In a Friday voice vote, the House Appropriations Energy & Water Subcommittee advanced to the full committee a Department of Energy budget bill that proposes more than $8.3 billion for the agency’s Office of Environmental Management, down about $160 million from this year.
The 2025 spending bill was reported to the full House Appropriations Committee on a motion by Rep. Mike Simpson (R-Idaho). The measure advanced out of committee following a meeting of about 30 minutes in which senior Democrats called the GOP-backed measure overly partisan and criticized cuts, mostly in areas unrelated to DOE nuclear-weapons programs.
Released Thursday ahead of the subcommittee vote, the bill would give DOE’s nuclear cleanup branch about $100 million more than what President Joe Biden’s (D) administration sought.
That includes about $7.13 billion for Defense Environmental Cleanup, the largest tranche of funds in the Environmental Management budget, down a little from the nearly $7.3 billion appropriated for fiscal 2024 but more than the $7.1 billion requested by the White House.
For Non-Defense Environmental Cleanup, there is $324 million, again coming in less than the $342-million appropriation in 2024 but more than the $315 million sought by the White House.
The Uranium Enrichment Decontamination and Decommissioning Fund would receive $864 million, more than $7 million above the fiscal 2024 level and the administration request.
Rep. Chuck Fleischmann (R-Tenn.), chair of the energy and water subcommittee, lauded the proposal.
“I’m proud that the Fiscal Year 2025 Energy and Water Development appropriations bill continues to build off the work of our FY24 bill to strengthen America’s strategic nuclear stockpile, revitalize our ability to enrich uranium domestically, invest in our long-term energy security, and maintain our country’s ports and inland waterways,” Fleischmann said in the Thursday committee press release.
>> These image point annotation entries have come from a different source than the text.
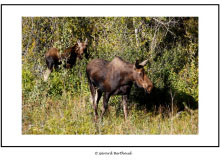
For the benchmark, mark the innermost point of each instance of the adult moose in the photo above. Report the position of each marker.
(115, 78)
(69, 56)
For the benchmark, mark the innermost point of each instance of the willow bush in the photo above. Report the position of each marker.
(169, 43)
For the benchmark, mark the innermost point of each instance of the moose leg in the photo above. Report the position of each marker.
(97, 97)
(105, 103)
(50, 64)
(124, 102)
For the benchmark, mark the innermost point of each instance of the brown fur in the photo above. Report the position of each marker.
(115, 78)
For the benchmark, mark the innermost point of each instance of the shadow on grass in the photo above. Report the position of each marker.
(161, 97)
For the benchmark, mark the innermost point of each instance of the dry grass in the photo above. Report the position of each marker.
(74, 115)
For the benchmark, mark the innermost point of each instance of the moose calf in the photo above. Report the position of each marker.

The bill would also provide about $25.5-billion for the National Nuclear Security Administration, which is $1.3 billion above the fiscal enacted level, the subcommittee said.
“The bill prioritizes nuclear weapons activities, fully funding all major stockpile modernization activities” and provides more funds for plutonium pit production, Fleischmann said.
Alluding to the bill’s increased funding for DOE’s advanced reactors program, Fleischmann also said that when it comes to nuclear energy, “we cannot seed leadership on nuclear energy to China and Russia.”